Factory output contracted 1.1% in August as against a growth of 4.2% reported a month ago, signalling a deepening of the economic downturn. August’s IIP print is the lowest in the last 81 months and the first contraction since June 2017, setting the stage for further monetary easing of benchmark interest rates in the next policy review in December.
The slide in the headline IIP numbers has been triggered by a contraction in manufacturing and electricity, alongside a record contraction in the production of capital goods — reflective of the weak investment climate. A slide in the output of infrastructure goods and consumer durables offers pointers to the underlying weak demand conditions.
The fall in the IIP number is in line with the contraction in the August core sector, as reflected in data released earlier this month by the industry department, which showed that India’s eight infrastructure sectors — constituting about 40% of the IIP — contracted for the first time in more than four years in by 0.5% that month.
Data released by the Ministry of Statistics Friday showed that manufacturing and electricity contracted 1.2% and 0.9% respectively, while mining output remained almost flat growing at 0.1%.
The RBI’s Monetary Policy Committee earlier this month had cut policy rates by 25 basis points and resolved to continue with an accommodative stance “as long as it is necessary to revive growth”. The central bank also pared down its full year growth forecast to 6.1% in 2019-20 from 6.9% projected earlier. Moody’s Investors Service on Thursday projected a low 5.8% growth for India in FY’20 — the lowest growth estimate issued so far by any agency for the current fiscal.
According to the data, among used-based industry groups, only primary goods (1.1%), intermediate goods (7%) and consumer non-durable (4.1%) recorded positive growth and the other three sectors contracted – capital goods (-21%), infrastructure/construction goods (-4.5%) and consumer durables (-9.1%).
In two-digit classification, 15 out of 23 groups contracted, with analysts pointing to the possibility of pre-stocking due to festive demand in September and October not having taken place. Only food products and wearing apparels has shown some growth. The highest contraction was seen in motor vehicles, trailers and semi-trailers (-23.1%), transport equipment (-13.6%), paper (-12.6%), textiles (-7.6%) among others.
“IIP has been very volatile and the small momentum of couple of months fizzles out soon. Going forward, the IIP is likely to show erratic low growth trend.
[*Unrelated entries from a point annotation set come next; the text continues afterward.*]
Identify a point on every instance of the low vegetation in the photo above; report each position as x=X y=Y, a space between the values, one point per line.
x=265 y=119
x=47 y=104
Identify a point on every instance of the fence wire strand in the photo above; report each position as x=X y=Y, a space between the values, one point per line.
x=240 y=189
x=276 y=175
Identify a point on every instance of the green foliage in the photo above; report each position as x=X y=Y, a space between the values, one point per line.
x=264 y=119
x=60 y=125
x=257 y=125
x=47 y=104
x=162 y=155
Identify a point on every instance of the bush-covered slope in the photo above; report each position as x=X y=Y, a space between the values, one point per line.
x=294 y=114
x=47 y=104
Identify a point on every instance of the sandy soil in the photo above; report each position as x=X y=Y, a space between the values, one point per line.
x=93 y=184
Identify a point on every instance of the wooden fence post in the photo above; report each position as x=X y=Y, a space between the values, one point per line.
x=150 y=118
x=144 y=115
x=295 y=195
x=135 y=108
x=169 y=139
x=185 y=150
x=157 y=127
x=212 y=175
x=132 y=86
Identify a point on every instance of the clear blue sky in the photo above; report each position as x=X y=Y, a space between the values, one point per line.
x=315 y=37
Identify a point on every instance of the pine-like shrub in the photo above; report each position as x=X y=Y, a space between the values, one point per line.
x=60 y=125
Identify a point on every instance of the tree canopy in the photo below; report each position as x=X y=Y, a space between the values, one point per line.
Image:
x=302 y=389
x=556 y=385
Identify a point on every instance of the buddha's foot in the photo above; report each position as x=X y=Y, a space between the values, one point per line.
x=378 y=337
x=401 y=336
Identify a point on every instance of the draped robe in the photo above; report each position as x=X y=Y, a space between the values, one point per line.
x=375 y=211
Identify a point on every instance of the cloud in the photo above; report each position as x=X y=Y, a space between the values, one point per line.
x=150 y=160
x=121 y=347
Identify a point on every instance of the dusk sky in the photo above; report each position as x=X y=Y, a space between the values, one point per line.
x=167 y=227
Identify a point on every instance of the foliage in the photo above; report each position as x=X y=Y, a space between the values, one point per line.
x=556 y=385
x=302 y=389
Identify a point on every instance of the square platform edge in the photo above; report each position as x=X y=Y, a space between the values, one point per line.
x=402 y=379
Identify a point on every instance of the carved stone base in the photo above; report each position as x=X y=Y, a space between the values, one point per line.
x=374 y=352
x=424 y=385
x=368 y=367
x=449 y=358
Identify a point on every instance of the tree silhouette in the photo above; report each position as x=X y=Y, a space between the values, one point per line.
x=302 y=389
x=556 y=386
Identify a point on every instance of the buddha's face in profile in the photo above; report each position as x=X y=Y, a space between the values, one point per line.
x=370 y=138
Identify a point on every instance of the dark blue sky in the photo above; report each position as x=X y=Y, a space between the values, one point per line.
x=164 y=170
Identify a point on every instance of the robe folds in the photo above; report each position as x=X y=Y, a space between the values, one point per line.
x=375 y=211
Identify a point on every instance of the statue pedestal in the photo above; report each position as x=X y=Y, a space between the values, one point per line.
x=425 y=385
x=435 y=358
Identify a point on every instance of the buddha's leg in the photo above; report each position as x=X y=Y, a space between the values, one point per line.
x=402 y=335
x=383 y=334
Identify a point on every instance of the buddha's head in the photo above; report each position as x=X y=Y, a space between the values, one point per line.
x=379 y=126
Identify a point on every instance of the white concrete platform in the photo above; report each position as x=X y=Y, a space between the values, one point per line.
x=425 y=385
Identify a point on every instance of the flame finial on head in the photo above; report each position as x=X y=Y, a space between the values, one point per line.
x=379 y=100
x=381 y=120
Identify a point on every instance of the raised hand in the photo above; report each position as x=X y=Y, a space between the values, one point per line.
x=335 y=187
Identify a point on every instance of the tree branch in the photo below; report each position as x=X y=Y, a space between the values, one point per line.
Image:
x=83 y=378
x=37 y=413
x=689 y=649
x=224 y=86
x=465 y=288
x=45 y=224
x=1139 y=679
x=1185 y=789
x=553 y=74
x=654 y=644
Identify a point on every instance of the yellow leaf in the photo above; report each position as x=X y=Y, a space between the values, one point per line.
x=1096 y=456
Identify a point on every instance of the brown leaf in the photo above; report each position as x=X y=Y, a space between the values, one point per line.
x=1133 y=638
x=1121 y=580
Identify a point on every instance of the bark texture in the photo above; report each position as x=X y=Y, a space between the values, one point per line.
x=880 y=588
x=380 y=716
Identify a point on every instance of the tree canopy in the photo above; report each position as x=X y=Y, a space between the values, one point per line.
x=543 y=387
The policy measures announced by the government after first quarter GDP growth of 5% are more supply side interventions and unlikely to boost demand. With no fiscal space available to the government, it is unlikely that the demand in going to return back soon. The Indian economy is presently facing a structural growth slowdown originating from declining household savings rate, and low food inflation and agricultural growth. Low agricultural growth is feeding into low agricultural and non-agricultural wage growth in rural areas, which is impacting rural demand adversely,” Devendra Kumar Pant, Chief Economist and Senior Director, Public Finance, India Ratings & Research (Fitch Group) said.